Na documentação divulgada pela Parpública há ainda outra informação relevante, onde se relatam as alegações do Governo para justificar a necessidade de o Estado voltar a ter o domínio dos CTT.

No documento da UTAM pode ler-se que a “operação tem origem em iniciativa Governamental transmitida à Parpública” e que a mesma é justificada nos seguintes termos: “a intervenção do Estado através de uma participação no capital social da empresa configura, assim, um meio para influenciar o mais adequado cumprimento dos índices de qualidade exigidos para o serviço postal, designadamente ao nível de regularidade e de prazos de entrega, assegurando também que estes serviços se encontram acessíveis em todos os Concelhos do país (incluindo as Regiões Autónomas)”.

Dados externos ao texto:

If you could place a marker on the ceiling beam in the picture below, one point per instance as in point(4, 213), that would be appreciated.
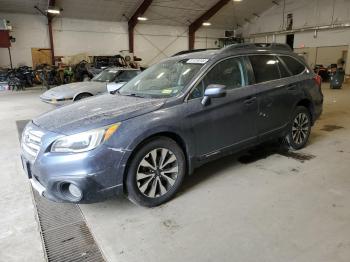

Ou seja, a acreditar nesta justificação, o Governo defende que a qualidade do serviço apenas será conseguida se o Estado tiver uma participação no capital da empresa. Mas foi uma vontade que terá esmorecido porque nada mais aconteceu.

Atualmente a avaliação da qualidade do serviço é feita pelo regulador, a Autoridade Nacional de Comunicações (anacom) e há vários exemplos de que para o regulador a qualidade do serviço não é a melhor. E por ser essa avaliação, a Anacom tem aplicado coimas aos CTT. Mas também é a verdade que os CTT têm contestado estas avaliações e recorrido para tribunal. Por outro lado, até por via da intervenção do Governo, por exemplo com a política das cativações, não é certo que os reguladores tenham capacidade para cumprir na plenitude as suas funções, havendo estudos que mostram mesmo que estão muito limitados.

Como se assegura então que as empresas privadas com obrigações de serviço público cumprem os seus deveres? Essa era a discussão que deveríamos ter e uma campanha eleitoral o momento ideal para saber o que pensa partido sobre o assunto.

Dar mais condições aos reguladores é uma hipótese.

O Estado ter participações acionistas nestas empresas é outra hipótese que não deve ser diabolizada.

A título de exemplo, este artigo da Agência Reuters mostra-nos o que se passa em países como França, Alemanha, Espanha ou Itália. Em França, o Estado francês tem 28,6% da Air France-KLM, já a empresa de distribuição de energia foi nacionalizada em 2023. Na Alemanha, a empresa de telecomunicações, Deutsche Telekom, tem 30% do seu capital nas mãos do Estado. Em Espanha, o Governo prepara-se para comprar 10% da Telefónica. Em Itália, o Estado tem mais de 64% da empresa que presta o serviço postal.

O que pensam os dois maiores partidos portugueses sobre o assunto? Do PSD não se conhece opinião. Do PS pensávamos que sabíamos, mas hoje não se pode ter a certeza.